WASHINGTON – Last week, U.S. Senators Martin Heinrich (D-N.M.), Cory Booker (D-N.J.), Alex Padilla (D-Calif.), Peter Welch (D-Vt.), and Ed Markey (D-Mass.) wrote a letter to Environmental Protection Agency (EPA) Administrator Michael Regan urging the agency to adopt measures to protect children and endangered species from rodenticide poisoning. 

“We thank the EPA for issuing a proposal to strengthen protections for children and non-target species from rodenticides, and urge the EPA to approve strong mitigation measures,” the lawmakers wrote. “The current allowable use of rodenticides poses a threat to human health and endangered species. Rodenticides are powerful poisons that don’t just kill the target pests, but also kill non-target animals, including pets and predators of rodents. Further, rodenticides that are not properly secured threaten the safety of humans, particularly children, who may be poisoned when exposed to them.” 

The lawmakers detailed the risks of unsecured rodenticides, writing, “rodenticides pose a risk of poisoning in households where the rodenticides are accessible to children and pets. From 2017-2021, the Centers for Disease Control reported 40,808 poisonings of humans from rodenticides. The majority of these exposures occurred in children under 5 years old.” 
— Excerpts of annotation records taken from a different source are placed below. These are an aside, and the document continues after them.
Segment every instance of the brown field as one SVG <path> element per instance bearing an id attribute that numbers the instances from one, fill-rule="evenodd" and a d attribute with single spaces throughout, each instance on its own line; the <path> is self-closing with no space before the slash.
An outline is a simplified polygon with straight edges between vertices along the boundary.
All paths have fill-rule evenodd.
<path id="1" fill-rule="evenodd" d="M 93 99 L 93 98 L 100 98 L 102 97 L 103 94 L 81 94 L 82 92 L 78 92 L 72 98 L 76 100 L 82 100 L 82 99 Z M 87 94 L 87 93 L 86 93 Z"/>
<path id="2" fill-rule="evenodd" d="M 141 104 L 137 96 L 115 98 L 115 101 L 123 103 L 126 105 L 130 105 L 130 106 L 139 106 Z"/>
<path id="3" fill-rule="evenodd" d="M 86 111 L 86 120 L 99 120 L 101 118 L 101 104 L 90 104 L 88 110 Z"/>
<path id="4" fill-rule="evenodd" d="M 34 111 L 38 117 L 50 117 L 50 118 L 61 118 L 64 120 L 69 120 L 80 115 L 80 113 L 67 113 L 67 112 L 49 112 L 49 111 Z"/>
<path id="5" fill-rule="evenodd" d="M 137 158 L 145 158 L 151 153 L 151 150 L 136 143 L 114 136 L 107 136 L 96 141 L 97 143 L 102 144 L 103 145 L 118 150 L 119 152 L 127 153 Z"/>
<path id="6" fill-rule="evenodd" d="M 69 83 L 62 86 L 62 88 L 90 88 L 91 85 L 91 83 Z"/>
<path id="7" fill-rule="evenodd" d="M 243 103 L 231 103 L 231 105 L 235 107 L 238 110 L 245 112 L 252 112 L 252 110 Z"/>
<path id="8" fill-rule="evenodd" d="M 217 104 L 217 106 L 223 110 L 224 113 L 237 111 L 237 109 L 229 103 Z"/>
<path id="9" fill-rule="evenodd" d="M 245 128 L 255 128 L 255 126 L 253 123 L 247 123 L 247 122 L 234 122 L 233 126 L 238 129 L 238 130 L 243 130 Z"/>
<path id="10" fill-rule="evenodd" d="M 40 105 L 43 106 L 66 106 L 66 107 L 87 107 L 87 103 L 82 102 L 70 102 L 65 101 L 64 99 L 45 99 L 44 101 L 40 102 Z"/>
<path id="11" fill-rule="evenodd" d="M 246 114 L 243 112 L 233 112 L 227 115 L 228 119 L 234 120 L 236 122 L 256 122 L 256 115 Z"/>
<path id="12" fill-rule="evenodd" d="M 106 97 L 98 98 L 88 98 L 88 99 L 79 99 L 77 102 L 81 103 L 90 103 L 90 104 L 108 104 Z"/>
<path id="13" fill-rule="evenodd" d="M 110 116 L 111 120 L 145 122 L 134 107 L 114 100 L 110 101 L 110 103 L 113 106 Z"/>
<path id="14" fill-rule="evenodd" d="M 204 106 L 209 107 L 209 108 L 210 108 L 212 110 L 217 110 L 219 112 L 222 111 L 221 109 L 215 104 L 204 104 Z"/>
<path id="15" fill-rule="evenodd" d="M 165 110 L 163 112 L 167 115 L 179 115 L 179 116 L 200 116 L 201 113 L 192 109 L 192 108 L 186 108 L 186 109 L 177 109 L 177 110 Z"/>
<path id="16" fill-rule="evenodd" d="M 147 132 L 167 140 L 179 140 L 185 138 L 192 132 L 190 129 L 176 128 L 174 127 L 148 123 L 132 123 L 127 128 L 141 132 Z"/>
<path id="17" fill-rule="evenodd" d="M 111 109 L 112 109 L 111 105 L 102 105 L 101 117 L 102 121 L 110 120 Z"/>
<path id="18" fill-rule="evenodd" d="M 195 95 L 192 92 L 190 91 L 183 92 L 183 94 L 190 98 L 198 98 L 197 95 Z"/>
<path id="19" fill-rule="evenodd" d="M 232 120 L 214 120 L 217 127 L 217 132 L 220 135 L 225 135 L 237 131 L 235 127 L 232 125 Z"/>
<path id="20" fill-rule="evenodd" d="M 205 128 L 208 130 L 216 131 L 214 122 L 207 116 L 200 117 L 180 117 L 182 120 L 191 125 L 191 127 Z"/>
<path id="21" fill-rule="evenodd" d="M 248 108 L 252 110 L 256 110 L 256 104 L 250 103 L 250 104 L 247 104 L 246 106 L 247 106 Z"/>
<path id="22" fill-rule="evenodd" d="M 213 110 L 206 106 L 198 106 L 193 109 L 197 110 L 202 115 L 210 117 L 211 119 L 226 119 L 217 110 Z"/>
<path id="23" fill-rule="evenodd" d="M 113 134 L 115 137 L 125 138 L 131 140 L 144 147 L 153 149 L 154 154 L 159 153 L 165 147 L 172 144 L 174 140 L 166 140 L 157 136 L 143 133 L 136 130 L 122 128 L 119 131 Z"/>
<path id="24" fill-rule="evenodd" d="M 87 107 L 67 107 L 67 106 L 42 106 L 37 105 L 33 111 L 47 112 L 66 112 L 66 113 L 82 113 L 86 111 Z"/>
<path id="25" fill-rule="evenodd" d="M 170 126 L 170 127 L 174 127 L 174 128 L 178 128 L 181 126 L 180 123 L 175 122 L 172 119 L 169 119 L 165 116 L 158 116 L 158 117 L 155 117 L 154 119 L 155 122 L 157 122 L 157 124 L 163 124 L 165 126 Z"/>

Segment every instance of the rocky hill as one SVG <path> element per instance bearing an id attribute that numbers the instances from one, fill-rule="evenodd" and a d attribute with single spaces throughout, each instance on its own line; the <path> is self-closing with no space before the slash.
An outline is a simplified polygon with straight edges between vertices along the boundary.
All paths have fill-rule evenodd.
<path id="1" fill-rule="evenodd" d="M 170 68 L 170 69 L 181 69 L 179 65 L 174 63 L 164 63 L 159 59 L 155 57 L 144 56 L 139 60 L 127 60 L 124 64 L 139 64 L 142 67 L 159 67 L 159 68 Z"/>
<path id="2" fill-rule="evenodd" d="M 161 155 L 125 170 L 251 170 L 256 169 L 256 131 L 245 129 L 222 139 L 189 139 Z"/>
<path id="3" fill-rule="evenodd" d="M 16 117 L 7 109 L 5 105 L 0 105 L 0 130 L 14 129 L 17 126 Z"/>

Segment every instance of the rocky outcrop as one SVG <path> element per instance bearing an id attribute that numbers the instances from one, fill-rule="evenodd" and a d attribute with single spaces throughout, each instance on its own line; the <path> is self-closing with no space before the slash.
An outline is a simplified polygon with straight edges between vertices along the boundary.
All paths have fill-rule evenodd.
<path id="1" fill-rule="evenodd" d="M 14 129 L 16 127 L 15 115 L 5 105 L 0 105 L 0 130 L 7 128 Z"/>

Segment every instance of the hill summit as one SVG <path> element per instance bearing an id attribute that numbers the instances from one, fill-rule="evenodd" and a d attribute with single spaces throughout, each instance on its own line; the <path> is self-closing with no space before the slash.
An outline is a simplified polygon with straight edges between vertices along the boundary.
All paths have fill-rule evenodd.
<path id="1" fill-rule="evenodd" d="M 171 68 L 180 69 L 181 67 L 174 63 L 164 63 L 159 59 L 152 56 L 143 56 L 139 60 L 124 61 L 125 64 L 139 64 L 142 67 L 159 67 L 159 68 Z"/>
The lawmakers continued, “Further, rodenticides pose a persistent threat to non-target wildlife, especially threatened and endangered species. These poisonings impact predators, such as red-tailed hawks, barn owls, mountain lions, and the critically endangered California Condors, who consume the rodenticides through eating poisoned rodents. Other species, such as squirrels, opossum, raccoons, and the endangered Attwater’s prairie chicken, die by consuming the poison directly.” 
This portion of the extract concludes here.